Ads during presidential campaigns are real revenue gushers for broadcasters, and they are not about to turn down all that cash from political heaven, BS ad money included. Just note that broadcasters do have a choice, and legal leg to stand on, to refuse ads filled with lies, race-bating, deception, unproved slanders, outrageous insinuations — BS.

I don't know about you, but I'm right up to here with the politics of BS. Just yesterday John McCain told a crowd that Obama had the backing of the head of the terrorist group, Hamas because the leader of Hamas said kind things about Obama in an interview. It was a prime example of the politics of BS if ever there was one.

The 527 groups, of course, will still be out in force between now and November.
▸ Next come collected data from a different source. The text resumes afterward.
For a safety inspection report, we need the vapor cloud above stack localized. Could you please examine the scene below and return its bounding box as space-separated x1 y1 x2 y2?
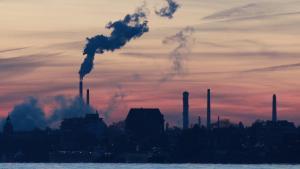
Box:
79 4 149 80
156 0 180 19
160 27 195 82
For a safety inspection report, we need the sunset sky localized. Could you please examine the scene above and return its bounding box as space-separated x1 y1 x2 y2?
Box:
1 0 300 126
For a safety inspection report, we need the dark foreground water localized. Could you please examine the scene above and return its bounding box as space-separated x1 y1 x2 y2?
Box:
0 164 299 169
They will be right in our faces via our TVs. It will be up to voters, in the privacy of their own homes, to recognize the politics of BS when it starts spewing from their screens and reject it — to hit the remote — change the channel — change politics as usual, by disarming the perps. Those ads will only stop running when those who pay for them realize they've stopped working. And with the kind of sophisticated tracking now available to broadcasters, they know when you and I hit the remote. Doing so is your way of chanting "no, no, no..." from the comfort of your couch.

Or don't. Instead keep reacting viscerally to the politics of BS. And, if we do, more BS is precisely what we'll we'll get.

Or as my favorite golden oldie truism goes:

"Keep doin' what you been doin' and you'll keep gettin' what you got."